IMPORTANT: THIS IS NOT ABOUT COVID! THIS IS ABOUT THE SPREADING OF MALWARE. And, yes, a cybercriminal can transform a dealership into an infectious hotspot for malware if the dealership lacks the appropriate cybersecurity best practices needed to keep today’s cybercriminal at bay.
There is growing consumer demand to combine mobility and communication and according to a 2020 McKinsey & Company report, this demand is driving the desire for MORE connected cars. But this situation, does not just require more advanced technology in the car. It also requires more advanced technology around the car. More specifically, this means that when a connected car pulls into a dealership it must enter an IT ecosystem that can quickly exchange information with the car and do so in a safe and secure manner.
Today, cars are basically rolling computers. According to KPMG, the average car has over 150 million lines of computer code. Although the connectedness and computerization of automobiles bring great advantages to the passenger experience and to road safety, they also create more vulnerabilities for cybercriminals to exploit.
Upstream Security reports that in 2019 there was a 99% increase in car hackings compared to 2018. The car hacking growth trend is expected to continue and what’s really troubling is that 82% of these car hacks happen remotely.

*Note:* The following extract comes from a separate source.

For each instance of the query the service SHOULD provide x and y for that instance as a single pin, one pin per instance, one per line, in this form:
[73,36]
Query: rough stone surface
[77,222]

It is therefore increasingly possible that a hacked car can roll into your dealership’s service department. If this happens, then it is completely possible that the infected car will attempt to infect your dealership’s IT environment. Yes – if car hacking continues to grow as expected then rolling computer time bombs are going to be driving in and out of your dealership.
When an infected car enters your dealership, it can then transform your dealership into an infectious hotspot. You could then have a situation where your “diseased” IT environment will spread the “infection” to other cars that connect to your dealership’s network, software, and devices.
What should you do? Well, the best way to prevent such a scenario from happening to your dealership is to implement the modern cybersecurity best practices that are essential to staying ahead of the cybercriminal. Traditional antivirus and firewalls are definitely still required but they are NOT sufficient anymore in effectively defending against today’s cybercriminal. It is not a question of IF but WHEN cybercriminals will get into your network. Therefore, dealers need to up their game and move to the next essential level of cybersecurity – detection and neutralization/mitigation.
We all have to realize that fighting cybercrime is an ongoing and increasing endeavor. As we become a more connected, technology-driven world, the amounts and types of cybercrime just keeps growing. Dealers have made a significant investment in building their businesses, their reputations, and their customer base. We simply cannot afford to let down our guard or take a lackadaisical approach to cybersecurity. Implementing the more advanced layers of cyber-defense will keep cybercriminals from negatively impacting your investment.